There are more settings in the /etc/one/sched.conf which may limit the number of the VMs deployed at once. See MAX_DISPATCH and MAX_HOST

Can you please send output of onevm show -x for one of the VM which is not deployed and onehost show -x for one host which is discarded without any reason?

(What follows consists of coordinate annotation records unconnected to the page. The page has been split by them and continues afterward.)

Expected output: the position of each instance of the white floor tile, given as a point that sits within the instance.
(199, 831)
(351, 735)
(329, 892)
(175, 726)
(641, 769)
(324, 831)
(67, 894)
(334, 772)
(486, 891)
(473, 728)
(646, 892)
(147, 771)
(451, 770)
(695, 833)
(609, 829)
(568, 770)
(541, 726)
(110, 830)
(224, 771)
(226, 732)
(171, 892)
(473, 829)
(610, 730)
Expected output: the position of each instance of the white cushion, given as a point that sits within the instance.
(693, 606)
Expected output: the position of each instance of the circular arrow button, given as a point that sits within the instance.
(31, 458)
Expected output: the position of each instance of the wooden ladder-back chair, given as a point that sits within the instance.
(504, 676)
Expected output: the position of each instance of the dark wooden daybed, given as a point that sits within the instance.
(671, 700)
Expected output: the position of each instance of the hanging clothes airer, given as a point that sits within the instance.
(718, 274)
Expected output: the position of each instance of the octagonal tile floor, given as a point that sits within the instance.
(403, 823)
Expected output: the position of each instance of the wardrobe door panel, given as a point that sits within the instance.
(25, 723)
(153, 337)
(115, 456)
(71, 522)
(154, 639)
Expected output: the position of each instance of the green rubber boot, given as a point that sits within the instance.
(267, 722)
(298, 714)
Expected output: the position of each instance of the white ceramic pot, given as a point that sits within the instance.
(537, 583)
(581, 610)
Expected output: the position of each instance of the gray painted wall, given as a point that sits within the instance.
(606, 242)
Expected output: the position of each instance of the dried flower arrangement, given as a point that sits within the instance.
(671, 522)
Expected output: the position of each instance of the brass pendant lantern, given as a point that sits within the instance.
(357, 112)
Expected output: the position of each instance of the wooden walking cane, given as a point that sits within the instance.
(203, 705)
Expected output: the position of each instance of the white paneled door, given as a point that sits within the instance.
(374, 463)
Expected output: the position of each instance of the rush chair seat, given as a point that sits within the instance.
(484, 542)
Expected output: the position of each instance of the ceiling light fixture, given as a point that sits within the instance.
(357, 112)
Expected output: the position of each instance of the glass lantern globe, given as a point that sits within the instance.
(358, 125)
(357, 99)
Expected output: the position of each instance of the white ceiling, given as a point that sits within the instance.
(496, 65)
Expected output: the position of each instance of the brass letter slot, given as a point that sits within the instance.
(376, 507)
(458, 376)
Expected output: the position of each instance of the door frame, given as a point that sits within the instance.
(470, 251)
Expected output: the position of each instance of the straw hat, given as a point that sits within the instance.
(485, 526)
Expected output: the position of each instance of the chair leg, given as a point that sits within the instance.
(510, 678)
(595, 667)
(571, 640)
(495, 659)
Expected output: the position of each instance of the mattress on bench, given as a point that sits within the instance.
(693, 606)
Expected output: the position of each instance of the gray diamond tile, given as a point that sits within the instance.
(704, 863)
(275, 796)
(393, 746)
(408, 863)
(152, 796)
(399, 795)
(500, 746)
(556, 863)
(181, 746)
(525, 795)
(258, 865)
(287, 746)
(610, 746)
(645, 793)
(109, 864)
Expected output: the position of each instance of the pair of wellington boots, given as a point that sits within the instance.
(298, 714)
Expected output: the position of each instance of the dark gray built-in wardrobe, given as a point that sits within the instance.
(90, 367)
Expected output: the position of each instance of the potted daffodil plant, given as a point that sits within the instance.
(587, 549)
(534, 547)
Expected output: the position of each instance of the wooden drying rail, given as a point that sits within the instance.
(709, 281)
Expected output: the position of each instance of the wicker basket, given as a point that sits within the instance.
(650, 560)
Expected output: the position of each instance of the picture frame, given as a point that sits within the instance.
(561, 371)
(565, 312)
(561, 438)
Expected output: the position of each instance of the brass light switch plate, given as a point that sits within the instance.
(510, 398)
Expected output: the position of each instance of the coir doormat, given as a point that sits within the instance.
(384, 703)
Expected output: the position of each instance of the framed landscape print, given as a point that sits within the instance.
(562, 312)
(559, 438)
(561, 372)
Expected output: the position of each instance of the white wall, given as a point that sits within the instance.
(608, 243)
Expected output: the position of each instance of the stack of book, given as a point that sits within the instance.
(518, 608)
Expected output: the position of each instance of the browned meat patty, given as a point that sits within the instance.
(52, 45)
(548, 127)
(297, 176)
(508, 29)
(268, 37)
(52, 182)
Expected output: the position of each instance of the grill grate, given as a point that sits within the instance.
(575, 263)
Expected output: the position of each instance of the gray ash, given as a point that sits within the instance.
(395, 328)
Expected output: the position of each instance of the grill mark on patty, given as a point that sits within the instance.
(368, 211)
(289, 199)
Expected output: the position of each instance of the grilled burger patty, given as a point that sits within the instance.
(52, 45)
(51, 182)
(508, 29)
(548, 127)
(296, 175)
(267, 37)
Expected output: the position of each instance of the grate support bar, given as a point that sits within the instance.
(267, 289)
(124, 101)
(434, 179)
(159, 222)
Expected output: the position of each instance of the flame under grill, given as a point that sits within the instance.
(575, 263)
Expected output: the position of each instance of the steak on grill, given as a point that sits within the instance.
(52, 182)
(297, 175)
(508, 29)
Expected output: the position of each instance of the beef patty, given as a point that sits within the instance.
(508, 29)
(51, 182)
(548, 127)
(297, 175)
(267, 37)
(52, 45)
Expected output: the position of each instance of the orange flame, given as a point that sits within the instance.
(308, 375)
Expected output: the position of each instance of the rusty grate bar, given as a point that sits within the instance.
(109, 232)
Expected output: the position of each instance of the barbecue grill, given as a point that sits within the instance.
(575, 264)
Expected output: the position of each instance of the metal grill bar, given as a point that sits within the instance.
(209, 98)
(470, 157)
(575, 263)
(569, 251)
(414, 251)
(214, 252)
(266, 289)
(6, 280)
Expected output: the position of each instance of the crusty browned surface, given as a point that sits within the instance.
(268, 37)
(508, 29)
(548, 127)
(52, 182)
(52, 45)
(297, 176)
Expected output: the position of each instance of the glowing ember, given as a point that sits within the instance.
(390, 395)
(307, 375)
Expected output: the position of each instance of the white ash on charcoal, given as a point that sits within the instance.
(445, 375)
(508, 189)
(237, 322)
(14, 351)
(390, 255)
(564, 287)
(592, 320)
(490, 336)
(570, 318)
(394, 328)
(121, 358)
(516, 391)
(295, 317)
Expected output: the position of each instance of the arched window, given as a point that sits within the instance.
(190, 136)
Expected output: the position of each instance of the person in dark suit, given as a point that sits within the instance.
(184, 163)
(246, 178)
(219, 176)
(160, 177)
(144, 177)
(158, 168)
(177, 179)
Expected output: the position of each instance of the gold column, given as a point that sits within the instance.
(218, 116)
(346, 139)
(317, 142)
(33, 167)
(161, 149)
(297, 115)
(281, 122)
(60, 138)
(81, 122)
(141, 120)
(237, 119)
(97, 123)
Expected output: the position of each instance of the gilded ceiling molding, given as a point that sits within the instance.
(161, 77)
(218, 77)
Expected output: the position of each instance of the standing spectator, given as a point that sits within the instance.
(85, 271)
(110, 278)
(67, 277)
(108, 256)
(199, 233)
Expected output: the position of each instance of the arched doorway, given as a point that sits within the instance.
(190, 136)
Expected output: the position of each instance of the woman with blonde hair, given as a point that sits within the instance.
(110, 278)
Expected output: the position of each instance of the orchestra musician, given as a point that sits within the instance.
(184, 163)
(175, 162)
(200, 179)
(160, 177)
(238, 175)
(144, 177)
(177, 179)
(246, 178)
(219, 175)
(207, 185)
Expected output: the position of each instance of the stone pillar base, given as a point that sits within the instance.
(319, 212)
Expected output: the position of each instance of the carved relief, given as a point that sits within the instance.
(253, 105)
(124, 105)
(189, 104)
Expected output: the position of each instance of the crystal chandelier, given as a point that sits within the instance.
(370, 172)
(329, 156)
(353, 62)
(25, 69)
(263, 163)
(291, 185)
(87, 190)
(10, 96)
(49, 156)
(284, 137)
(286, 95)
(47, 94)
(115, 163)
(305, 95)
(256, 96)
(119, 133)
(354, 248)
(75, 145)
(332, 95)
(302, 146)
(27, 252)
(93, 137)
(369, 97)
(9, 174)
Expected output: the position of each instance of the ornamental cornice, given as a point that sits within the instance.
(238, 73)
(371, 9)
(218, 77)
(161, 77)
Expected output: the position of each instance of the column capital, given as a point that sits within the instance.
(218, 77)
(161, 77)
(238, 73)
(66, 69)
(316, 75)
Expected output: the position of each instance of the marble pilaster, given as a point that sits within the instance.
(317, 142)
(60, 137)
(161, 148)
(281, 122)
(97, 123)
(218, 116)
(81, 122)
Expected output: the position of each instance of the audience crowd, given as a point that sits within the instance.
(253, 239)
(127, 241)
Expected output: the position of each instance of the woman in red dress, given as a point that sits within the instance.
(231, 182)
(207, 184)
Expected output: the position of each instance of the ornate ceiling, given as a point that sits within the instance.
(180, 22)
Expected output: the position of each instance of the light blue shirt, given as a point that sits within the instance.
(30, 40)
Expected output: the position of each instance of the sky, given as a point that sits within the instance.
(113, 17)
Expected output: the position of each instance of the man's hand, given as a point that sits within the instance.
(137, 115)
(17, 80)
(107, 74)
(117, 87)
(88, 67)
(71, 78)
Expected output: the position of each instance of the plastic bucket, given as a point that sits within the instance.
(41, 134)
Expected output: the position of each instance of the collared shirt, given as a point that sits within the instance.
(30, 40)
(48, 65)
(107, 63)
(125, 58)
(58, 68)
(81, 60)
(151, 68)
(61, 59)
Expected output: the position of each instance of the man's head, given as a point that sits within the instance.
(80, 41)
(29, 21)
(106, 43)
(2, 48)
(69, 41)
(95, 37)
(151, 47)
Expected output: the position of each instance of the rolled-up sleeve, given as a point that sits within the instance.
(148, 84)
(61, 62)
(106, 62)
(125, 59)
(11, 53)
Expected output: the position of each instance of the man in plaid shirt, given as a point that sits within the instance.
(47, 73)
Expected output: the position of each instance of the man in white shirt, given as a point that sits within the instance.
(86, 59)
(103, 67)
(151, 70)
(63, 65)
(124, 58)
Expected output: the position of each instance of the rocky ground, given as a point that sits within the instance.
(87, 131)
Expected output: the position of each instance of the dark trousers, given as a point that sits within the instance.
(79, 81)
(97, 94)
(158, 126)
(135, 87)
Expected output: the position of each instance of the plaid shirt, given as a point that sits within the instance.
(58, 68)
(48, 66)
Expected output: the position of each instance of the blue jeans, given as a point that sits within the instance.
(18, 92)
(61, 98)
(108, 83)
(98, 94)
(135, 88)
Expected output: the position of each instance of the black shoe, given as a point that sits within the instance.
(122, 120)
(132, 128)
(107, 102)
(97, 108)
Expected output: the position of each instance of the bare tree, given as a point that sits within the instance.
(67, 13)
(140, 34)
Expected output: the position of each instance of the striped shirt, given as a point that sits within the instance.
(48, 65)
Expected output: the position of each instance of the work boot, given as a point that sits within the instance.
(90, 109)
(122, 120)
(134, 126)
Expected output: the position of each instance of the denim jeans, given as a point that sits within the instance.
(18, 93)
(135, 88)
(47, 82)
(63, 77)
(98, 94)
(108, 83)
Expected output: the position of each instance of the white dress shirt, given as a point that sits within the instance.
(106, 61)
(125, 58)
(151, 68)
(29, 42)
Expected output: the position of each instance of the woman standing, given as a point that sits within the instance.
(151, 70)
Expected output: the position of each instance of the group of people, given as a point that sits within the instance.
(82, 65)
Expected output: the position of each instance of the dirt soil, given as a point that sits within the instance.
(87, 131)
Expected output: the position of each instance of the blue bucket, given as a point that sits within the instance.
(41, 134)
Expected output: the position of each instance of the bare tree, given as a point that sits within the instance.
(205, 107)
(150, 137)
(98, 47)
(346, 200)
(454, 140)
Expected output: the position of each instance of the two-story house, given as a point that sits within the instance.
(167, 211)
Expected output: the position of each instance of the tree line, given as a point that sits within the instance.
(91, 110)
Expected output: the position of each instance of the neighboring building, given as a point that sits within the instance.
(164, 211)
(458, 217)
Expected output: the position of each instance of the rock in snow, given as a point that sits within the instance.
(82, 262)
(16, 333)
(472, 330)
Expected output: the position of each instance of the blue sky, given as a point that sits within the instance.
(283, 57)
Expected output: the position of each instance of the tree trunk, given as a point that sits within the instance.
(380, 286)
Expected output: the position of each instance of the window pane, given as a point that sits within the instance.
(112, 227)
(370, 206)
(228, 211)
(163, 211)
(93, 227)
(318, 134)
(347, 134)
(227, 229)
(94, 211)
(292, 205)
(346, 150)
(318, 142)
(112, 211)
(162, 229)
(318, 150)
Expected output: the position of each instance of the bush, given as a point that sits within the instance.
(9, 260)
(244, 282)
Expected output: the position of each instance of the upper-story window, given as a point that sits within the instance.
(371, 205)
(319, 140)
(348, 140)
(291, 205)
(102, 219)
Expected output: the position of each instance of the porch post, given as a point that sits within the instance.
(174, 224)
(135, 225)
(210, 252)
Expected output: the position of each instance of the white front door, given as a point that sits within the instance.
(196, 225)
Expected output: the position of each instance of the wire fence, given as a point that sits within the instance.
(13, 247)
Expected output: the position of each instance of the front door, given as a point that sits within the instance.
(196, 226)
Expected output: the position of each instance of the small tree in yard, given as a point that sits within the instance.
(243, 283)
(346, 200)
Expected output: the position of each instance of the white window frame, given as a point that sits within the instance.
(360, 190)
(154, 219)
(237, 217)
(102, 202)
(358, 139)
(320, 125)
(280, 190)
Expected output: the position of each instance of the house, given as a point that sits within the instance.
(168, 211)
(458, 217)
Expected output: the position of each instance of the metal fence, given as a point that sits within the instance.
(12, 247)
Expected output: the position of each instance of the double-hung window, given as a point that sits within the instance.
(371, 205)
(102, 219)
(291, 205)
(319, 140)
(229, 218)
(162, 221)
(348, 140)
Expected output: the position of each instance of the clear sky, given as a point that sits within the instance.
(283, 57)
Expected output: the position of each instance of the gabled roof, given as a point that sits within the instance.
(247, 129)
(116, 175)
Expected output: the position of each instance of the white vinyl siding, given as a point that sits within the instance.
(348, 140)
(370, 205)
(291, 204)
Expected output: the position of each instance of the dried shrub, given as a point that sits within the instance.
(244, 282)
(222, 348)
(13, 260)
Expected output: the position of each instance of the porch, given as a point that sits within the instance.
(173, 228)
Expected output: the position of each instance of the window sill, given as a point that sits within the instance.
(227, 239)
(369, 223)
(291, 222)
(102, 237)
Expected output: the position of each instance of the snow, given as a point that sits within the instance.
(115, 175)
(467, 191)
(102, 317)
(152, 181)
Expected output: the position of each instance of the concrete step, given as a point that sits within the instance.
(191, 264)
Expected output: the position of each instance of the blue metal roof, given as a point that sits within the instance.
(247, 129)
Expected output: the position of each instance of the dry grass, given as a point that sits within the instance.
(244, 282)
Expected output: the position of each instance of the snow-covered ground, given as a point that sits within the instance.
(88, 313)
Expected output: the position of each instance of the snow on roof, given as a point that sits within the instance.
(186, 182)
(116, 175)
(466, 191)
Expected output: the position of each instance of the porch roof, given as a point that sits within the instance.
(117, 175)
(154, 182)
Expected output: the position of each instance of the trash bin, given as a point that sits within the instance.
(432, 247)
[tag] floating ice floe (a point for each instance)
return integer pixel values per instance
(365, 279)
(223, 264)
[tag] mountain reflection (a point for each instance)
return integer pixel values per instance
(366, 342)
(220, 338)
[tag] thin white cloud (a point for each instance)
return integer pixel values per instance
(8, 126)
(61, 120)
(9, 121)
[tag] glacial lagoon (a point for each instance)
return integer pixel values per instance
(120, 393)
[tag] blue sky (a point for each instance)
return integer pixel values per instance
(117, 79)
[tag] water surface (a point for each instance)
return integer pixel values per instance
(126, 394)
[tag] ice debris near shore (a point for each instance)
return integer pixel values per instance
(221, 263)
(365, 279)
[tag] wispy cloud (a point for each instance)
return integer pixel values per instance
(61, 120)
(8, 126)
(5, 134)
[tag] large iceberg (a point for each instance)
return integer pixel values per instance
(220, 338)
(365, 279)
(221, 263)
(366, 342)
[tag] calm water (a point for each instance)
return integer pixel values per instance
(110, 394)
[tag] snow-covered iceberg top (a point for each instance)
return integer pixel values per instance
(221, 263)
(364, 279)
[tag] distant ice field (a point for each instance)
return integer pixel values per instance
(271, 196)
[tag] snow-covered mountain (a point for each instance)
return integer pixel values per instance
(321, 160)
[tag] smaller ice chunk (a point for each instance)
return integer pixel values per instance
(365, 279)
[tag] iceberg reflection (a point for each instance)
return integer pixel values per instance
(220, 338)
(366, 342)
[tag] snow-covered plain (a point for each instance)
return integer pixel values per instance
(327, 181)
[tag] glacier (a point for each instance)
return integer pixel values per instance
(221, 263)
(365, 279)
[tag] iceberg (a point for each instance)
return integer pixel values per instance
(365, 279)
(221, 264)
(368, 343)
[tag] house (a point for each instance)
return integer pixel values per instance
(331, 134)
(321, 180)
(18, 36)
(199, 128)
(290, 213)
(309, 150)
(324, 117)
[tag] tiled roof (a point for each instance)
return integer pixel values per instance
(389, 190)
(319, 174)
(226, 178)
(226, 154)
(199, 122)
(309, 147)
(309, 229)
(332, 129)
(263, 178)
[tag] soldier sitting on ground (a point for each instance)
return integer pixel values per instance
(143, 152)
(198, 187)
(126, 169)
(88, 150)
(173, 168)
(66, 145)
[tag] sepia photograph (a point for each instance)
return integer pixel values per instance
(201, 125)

MAX_HOST=1 as default. We don’t dare to touch that in case we produce race conditions by increasing that. I don’t want to risk scheduler assigning 2 VMs to the same host when it has capacity for only 1 of them.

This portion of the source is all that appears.